Yangon Electricity Supply Corporation gains a net profit of K20 billion annually from electricity distribution, after deducting wage, employee expenses and other expenditure, he added.

“We purchase electricity from the government and distribute it. The profits gained are used to operate the corporation. The corporations cannot request budgets from the government, and they cannot function without profit. Without profit, we have to shut down the corporations,” he explained.

The funds allocated for this fiscal year will be distributed among respective townships in the Yangon region and will support four districts to develop power supply.

Power distribution stations will be built, while current power stations are upgraded to meet the demands by the growing population and increasing consumption. Moreover, the newer models replace the older ones, and new cables with covers are installed to reduce power cut and to prevent accidents arising from electrocution. Small transformers will also be constructed to provide enough power supply to the public, he continued.

Both the YESC and the MESC are distributing electricity to the public by buying power from Electricity Generation Enterprise in accordance with a fixed price set by the government.

The fixed price per unit is relatively low, therefore, electricity is being sold at K57 in Yangon and K52 in Mandalay in order to help these corporations to turn a profit.

These electricity supply corporations re-sell electricity to the public at K35, K40 and K50 per unit, and K75, K125 and K150 per unit for industrial zones.

However, the price hardly offsets the cost of production per unit.

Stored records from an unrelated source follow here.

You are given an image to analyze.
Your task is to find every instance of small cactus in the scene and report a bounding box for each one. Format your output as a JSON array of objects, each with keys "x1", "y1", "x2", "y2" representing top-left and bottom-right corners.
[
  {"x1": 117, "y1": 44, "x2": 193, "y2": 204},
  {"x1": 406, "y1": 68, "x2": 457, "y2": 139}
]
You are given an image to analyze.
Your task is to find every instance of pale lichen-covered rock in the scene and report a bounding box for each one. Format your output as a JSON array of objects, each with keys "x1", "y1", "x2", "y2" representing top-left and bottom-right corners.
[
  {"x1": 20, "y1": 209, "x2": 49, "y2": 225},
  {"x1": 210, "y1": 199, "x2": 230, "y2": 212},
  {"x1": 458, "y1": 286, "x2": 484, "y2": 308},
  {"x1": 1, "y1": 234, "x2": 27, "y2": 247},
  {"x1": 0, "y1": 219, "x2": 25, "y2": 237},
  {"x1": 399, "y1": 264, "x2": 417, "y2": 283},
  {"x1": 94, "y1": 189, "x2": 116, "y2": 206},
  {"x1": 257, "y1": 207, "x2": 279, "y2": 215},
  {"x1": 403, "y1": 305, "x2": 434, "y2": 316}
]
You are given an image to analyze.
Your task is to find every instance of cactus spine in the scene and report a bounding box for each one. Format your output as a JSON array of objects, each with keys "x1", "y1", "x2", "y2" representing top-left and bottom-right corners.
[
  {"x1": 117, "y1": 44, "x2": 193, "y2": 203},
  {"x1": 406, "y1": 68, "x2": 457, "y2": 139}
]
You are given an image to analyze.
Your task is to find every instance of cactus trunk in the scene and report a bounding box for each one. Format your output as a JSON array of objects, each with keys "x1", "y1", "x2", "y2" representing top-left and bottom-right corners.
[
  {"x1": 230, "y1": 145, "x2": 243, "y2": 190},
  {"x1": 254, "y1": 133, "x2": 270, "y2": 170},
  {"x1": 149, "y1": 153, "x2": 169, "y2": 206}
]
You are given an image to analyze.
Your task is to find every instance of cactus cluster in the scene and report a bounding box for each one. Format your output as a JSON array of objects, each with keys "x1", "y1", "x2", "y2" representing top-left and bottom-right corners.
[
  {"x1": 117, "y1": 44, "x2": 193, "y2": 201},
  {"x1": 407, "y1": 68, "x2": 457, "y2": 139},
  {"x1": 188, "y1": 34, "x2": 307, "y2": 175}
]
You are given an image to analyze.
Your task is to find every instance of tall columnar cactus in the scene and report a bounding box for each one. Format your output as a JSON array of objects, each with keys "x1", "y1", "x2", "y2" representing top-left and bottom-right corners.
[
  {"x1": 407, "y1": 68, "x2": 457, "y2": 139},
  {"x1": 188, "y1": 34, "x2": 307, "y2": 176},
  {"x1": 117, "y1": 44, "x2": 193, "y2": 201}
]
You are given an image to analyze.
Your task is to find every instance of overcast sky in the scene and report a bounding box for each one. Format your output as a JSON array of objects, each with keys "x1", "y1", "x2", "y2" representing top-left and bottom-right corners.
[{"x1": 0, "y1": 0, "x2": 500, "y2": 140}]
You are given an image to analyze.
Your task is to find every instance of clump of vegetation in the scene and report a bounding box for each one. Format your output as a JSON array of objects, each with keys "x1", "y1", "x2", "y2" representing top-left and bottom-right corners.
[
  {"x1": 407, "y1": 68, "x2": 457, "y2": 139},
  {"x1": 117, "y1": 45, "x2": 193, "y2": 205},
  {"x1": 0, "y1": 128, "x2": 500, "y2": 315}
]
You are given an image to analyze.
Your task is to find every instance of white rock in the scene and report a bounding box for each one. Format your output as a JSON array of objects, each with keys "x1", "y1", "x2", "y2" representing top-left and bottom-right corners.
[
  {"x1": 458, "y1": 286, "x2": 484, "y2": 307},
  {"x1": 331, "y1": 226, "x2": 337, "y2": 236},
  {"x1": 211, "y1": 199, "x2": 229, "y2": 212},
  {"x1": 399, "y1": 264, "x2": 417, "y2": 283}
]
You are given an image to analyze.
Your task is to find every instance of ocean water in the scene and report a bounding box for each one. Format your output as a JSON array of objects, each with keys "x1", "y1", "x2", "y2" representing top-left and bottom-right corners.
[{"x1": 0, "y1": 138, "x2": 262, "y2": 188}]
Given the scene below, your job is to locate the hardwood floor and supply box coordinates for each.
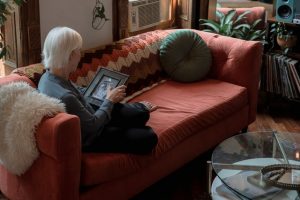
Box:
[0,95,300,200]
[131,96,300,200]
[248,94,300,134]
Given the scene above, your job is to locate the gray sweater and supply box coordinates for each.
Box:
[38,71,113,147]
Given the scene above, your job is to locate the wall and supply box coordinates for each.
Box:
[39,0,113,50]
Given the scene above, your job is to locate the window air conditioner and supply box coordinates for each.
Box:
[128,0,160,32]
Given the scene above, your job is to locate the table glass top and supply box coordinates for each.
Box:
[212,131,300,199]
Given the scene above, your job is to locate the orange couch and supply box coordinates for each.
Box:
[0,30,262,200]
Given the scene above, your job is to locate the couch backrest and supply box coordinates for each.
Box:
[70,30,169,95]
[13,30,170,95]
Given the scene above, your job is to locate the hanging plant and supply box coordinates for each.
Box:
[200,10,265,43]
[270,22,298,54]
[92,0,109,30]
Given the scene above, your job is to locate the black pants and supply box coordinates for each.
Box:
[89,103,157,154]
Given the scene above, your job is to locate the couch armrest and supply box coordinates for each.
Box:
[198,31,263,124]
[0,113,81,200]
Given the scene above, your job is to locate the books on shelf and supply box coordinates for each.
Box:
[261,53,300,99]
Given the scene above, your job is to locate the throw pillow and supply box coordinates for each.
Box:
[160,30,211,82]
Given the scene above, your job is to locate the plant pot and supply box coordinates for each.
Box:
[276,35,298,49]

The government’s electric power industry is running an annual loss, and this is increasingly a problem for the population and the government.

According to the Ministry of Electricity and Energy, Myanmar’s demand for electricity has increased annually, but power supply has been insufficient. 6.5 million out of 10 million households have no access to electricity, and barely 3.5 million has received standard electrical supplies. Although electricity consumption has skyrocketed by over 100 percent, there are still cities with little to no electricity. For the next three to four years, more than 4500MW of electricity are estimated to be consumed, and usage for this summer could increase by 3300MW or 3500MW.

Other experts pointed out that finances have not been sufficient to fund the completion of hydroelectric station in time, and investments are inadequate in the sector. New supply of power cannot fulfil the demands of the industrial zones in time.